Since the early eighties camera tracking (ego-motion) was employed in Robotics to help a machine locate its position in a room, in relation to static or even moving objects around it. For these systems the feedback time needs to be almost instant. At the moment tracking can be done at speeds as fast as 10Hz [i] and even 30Hz [ii].
Around ten years later it found its way in to the film industry. A very early example of this work can be found in the film "Jurrasic Park" [iii]. Up until this time the director was restricted to simple static camera systems, or to heavy weight motion control systems (such as the one developed by Industrial Light and Magic in the late seventies for the film "Star Wars"). In "Jurrasic Park" the director was allowed to film hand held shots, using small fluorescent markers on the floor, to aid the computer and its user in replicating the camera motion within the computer's 3D space.
It was from this point onwards that camera tracking was used to seemlessly augment reality with two or three dimensional elements. It could be used to extended traditional effects. Background mattes, for example, can be dynamically added to a scene without having to hand paint changes on every frame [iv]
From film, this technique has found its way on to the small screen. With modern day technology, real-time tracking can be used for adding slogans to billboards at live sports events, and it can be used for placing live action performers on to virtual sets [v][vi].

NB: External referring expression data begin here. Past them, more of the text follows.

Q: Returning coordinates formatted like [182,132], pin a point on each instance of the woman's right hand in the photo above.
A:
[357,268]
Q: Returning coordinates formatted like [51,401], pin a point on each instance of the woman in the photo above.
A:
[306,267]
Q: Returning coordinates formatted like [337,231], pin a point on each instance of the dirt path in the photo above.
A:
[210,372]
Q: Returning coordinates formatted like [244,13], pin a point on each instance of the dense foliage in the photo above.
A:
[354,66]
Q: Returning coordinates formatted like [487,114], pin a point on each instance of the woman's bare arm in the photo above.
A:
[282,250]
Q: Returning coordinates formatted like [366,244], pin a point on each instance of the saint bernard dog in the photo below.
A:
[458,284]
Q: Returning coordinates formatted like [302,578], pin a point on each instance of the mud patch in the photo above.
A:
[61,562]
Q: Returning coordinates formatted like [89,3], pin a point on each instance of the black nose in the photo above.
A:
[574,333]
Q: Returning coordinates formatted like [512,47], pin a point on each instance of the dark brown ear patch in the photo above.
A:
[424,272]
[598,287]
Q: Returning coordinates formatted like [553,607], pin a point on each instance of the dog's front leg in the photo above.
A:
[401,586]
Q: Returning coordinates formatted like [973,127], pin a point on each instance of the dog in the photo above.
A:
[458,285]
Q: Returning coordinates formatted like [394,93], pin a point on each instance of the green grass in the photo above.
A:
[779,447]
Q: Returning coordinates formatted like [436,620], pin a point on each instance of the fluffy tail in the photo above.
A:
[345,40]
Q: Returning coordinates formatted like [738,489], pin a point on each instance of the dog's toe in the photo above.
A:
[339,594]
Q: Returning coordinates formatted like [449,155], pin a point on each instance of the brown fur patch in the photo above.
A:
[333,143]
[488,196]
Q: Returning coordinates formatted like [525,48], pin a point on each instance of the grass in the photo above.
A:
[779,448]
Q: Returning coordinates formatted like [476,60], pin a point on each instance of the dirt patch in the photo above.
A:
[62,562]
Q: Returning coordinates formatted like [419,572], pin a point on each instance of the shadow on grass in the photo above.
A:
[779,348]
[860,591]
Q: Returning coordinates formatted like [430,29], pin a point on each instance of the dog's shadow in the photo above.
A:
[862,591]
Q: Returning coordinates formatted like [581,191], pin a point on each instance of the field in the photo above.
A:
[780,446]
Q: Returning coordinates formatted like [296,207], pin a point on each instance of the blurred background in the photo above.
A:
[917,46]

The essential building block for such systems is accurate feature tracking. Some methods involve pattern recognition algorithms based on combinations of colours within a selected area. Others use the detection of motion blur to get a sense of speed and direction [vii]. Many systems depend on edge detection, where the changes in contrast/intensity are used as guides to the shape and position of features[viii][ix].
The future of ego-motion seems to lie in the interactive/games market. Systems have already been developed which can interpret object and even human motions from a single image source [x]. This paper discusses some simpler systems that can be applied to the recovery of camera motions/position and concentrates on a system which differs from the rest as it deals with single frames at a time, rather than an image sequence.